Caregiver Depression – How To Overcome

Published June 11, 2015 in Caregiving  By  Ohad J. Pearl, MPH
Caregiver Depression

Caregiving is a natural instinct, but going beyond one’s limit in taking care of others, could trigger feelings of sadness, lonesomeness and unhappiness, this in turn causes depression and more specifically it is called “caregiver depression.”

Caregiver Depression can easily effect and destabilize you in taking care of your loved ones. It is pertinent to recognize the signs of this depression and the ways to avert it.

One significant symptom of caregiver depression is that of life-threatening stress. Anyone can experience a bad day and naturally feel awful about it. However, a person going through caregiver depression might go through five or more symptoms over a span of two weeks. Mood shifts inclusive of depressed moods every day, along with the awful feelings of being sad, tearful or wretched are some of the most significant symptoms. This leads the sufferer to also experience a lack of interest in all activities he or she might be performing throughout the day for his or her loved one.

Decreased or increased appetites on a daily basis, insomnia or an excessive desire to sleep are other symptoms the sufferer might go through. The affected person might feel restlessness or laziness, energy draining and physical fatigue, feeling worthless or guilty for no reason. Amongst many other shortcomings, these are some of the indications that can result in weight loss or weight gain in people whom are depressed.

Like with other types of depression, caregiver depression can be treated with the help of a mental health provider, such as a psychologist or simply your doctor. Remember that depression is not something that you can easily get rid of. Consistency in treatment is the most essential tool to help fight the gravity of your despair. It is important to get treatment during the early stages as it can cause emotional as well as physical problems, which consequently leave you unable to care for people you love. There are also medications that can help cure depression and it is important to consult your physician with options that might be available to you.

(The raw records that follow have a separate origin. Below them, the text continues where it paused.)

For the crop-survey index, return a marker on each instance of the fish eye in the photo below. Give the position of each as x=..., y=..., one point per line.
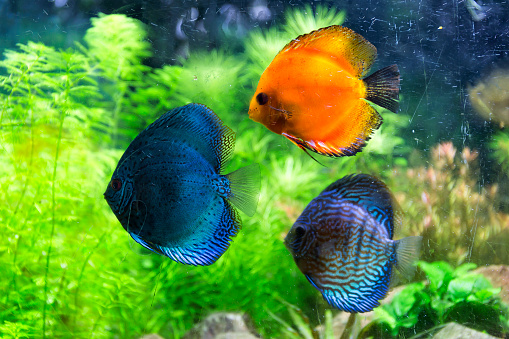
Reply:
x=116, y=184
x=299, y=232
x=262, y=98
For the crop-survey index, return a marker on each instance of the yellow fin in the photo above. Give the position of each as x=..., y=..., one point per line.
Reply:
x=340, y=42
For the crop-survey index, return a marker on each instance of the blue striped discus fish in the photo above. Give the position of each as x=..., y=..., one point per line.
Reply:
x=342, y=242
x=168, y=190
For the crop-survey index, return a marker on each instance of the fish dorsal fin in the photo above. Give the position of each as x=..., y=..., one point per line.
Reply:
x=340, y=42
x=195, y=124
x=371, y=194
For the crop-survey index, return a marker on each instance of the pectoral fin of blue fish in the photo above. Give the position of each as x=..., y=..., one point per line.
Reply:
x=245, y=188
x=407, y=252
x=211, y=241
x=372, y=194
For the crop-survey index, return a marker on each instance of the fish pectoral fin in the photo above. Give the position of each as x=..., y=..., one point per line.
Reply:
x=407, y=252
x=245, y=188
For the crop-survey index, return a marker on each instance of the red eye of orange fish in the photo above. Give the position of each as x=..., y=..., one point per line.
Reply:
x=116, y=184
x=262, y=98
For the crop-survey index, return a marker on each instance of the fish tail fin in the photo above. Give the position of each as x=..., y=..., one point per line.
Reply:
x=383, y=88
x=245, y=188
x=407, y=252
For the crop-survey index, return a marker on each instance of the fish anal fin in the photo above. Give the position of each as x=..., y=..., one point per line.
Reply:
x=340, y=42
x=383, y=88
x=210, y=246
x=348, y=137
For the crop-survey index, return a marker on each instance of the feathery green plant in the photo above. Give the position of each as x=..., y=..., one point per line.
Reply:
x=118, y=45
x=304, y=20
x=214, y=79
x=500, y=147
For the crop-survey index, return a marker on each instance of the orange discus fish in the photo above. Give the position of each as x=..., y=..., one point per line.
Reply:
x=313, y=92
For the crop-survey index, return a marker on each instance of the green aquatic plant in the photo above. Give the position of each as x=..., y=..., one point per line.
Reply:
x=451, y=295
x=304, y=20
x=118, y=46
x=300, y=325
x=500, y=147
x=261, y=46
x=216, y=80
x=446, y=203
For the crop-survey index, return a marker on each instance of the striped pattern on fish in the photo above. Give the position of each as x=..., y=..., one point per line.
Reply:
x=342, y=243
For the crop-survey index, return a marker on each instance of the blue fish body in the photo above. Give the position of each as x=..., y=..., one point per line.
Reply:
x=342, y=242
x=168, y=191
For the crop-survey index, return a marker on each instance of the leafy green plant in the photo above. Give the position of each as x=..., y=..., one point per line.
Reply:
x=301, y=327
x=451, y=295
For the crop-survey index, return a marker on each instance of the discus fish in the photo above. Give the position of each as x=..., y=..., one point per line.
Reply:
x=313, y=92
x=168, y=191
x=342, y=242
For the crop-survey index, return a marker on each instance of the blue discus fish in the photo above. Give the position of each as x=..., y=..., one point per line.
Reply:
x=342, y=242
x=168, y=191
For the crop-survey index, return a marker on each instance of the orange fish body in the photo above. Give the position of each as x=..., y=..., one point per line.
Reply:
x=313, y=94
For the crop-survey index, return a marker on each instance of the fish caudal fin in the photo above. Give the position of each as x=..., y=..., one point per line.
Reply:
x=407, y=252
x=383, y=88
x=245, y=188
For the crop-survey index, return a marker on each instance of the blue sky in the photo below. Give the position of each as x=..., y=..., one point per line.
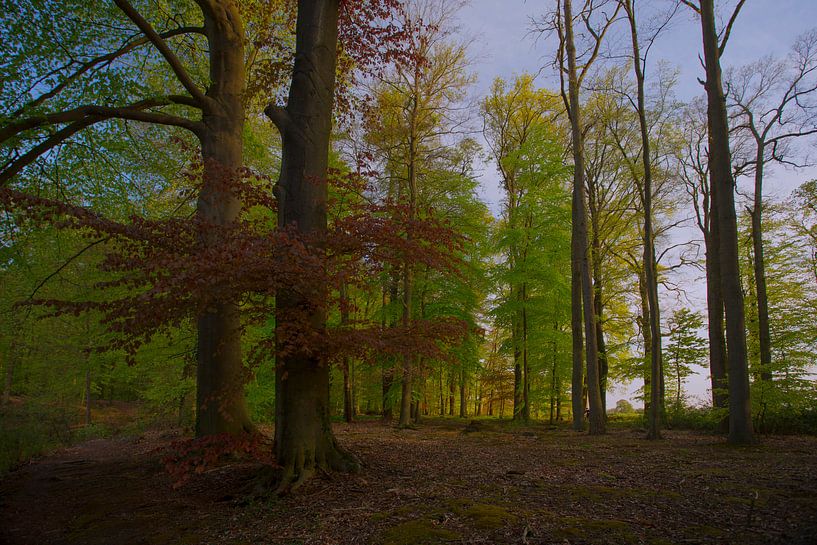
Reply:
x=503, y=46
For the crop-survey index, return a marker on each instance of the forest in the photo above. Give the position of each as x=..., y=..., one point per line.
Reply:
x=254, y=289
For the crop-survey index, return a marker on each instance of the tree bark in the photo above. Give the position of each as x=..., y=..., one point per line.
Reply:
x=656, y=369
x=220, y=403
x=764, y=335
x=740, y=418
x=579, y=253
x=304, y=441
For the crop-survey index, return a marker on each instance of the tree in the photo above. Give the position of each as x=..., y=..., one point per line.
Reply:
x=511, y=119
x=59, y=107
x=720, y=165
x=694, y=172
x=772, y=103
x=685, y=348
x=650, y=268
x=582, y=291
x=418, y=106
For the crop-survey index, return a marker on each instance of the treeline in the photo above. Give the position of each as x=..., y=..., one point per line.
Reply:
x=212, y=218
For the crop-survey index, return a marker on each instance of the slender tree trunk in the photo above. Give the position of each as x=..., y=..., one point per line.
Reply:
x=303, y=434
x=451, y=393
x=87, y=396
x=764, y=335
x=714, y=304
x=656, y=370
x=388, y=364
x=463, y=398
x=646, y=336
x=740, y=418
x=348, y=412
x=408, y=284
x=553, y=383
x=525, y=368
x=10, y=363
x=603, y=364
x=579, y=248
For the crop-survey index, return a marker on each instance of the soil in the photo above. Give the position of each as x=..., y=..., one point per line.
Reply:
x=442, y=483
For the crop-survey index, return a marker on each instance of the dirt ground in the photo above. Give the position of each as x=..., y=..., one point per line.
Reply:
x=434, y=485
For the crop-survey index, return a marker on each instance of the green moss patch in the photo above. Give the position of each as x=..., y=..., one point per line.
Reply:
x=417, y=532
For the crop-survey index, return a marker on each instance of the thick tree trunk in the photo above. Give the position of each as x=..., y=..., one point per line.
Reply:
x=220, y=403
x=720, y=161
x=304, y=441
x=656, y=369
x=579, y=248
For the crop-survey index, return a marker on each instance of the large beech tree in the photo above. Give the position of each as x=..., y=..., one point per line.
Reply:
x=217, y=122
x=723, y=188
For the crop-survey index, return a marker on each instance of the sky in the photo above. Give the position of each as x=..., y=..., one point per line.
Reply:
x=503, y=45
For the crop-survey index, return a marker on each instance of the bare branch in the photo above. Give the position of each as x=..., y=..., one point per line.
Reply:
x=103, y=60
x=729, y=25
x=170, y=57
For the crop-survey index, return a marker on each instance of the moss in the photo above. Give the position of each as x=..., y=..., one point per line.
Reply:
x=706, y=531
x=582, y=528
x=417, y=532
x=398, y=512
x=488, y=516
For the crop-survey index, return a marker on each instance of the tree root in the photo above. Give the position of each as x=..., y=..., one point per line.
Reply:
x=304, y=465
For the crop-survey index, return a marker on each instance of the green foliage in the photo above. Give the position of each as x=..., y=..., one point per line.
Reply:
x=684, y=349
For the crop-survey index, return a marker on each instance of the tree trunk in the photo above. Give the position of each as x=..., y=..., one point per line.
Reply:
x=10, y=363
x=87, y=397
x=579, y=248
x=720, y=160
x=388, y=364
x=714, y=306
x=656, y=370
x=451, y=393
x=463, y=398
x=304, y=441
x=646, y=337
x=764, y=335
x=220, y=403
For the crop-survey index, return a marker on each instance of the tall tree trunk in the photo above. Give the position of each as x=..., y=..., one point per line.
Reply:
x=87, y=396
x=714, y=305
x=348, y=412
x=720, y=160
x=656, y=369
x=646, y=336
x=303, y=433
x=463, y=398
x=408, y=279
x=451, y=393
x=579, y=250
x=11, y=361
x=525, y=368
x=597, y=287
x=388, y=363
x=764, y=335
x=220, y=402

There are also preventative and cautionary steps to stay away from such a condition as caregiver depression.  The first thing you need to understand is that you do not need to be the only one to take care of a loved one. Instead, involve others such as family members, friends, even neighbors or close and familiar co-workers before you start taking on the weight of performing this strict duty. You may also benefit from professional nurses and caretaking staff to lower your burden and keeping yourself indulged in other activities besides looking after someone. This is called respite care.

Respite care allows for caregivers to relieve you of your duty to your loved one in order to provide you with time for yourself. Do not forget other relationships in your life, because giving care and attention to someone in their tough time, leaves you with quite less for your own. But, try to manage other relationships as well, which will gradually make you strong and positive as you move forward with your caregiving duties. One of the best ways to do this is by simply doing writing exercises. Perhaps, you can purchase a journal to convey and emptying inner negativity. So, try to jot down your experiences and the things you feel bad about, this allows you to vent and provides an outlet for opportunities that are of good measure.

For example, it is normal that these exercises will force you to concentrate on yourself, so keep thoughts of positive energy on the surface level that can relax your mind and body – think of activities such as singing, dancing, exercising or carrying on with anything that you love to do.

Last but not the least; keep up the optimism. Caregiving is not just about giving; being the most or one of the most significant factors in your loved one’s life also rewards you. This is something to be proud of and will earn you respect amongst your family members, friends, community and health professionals.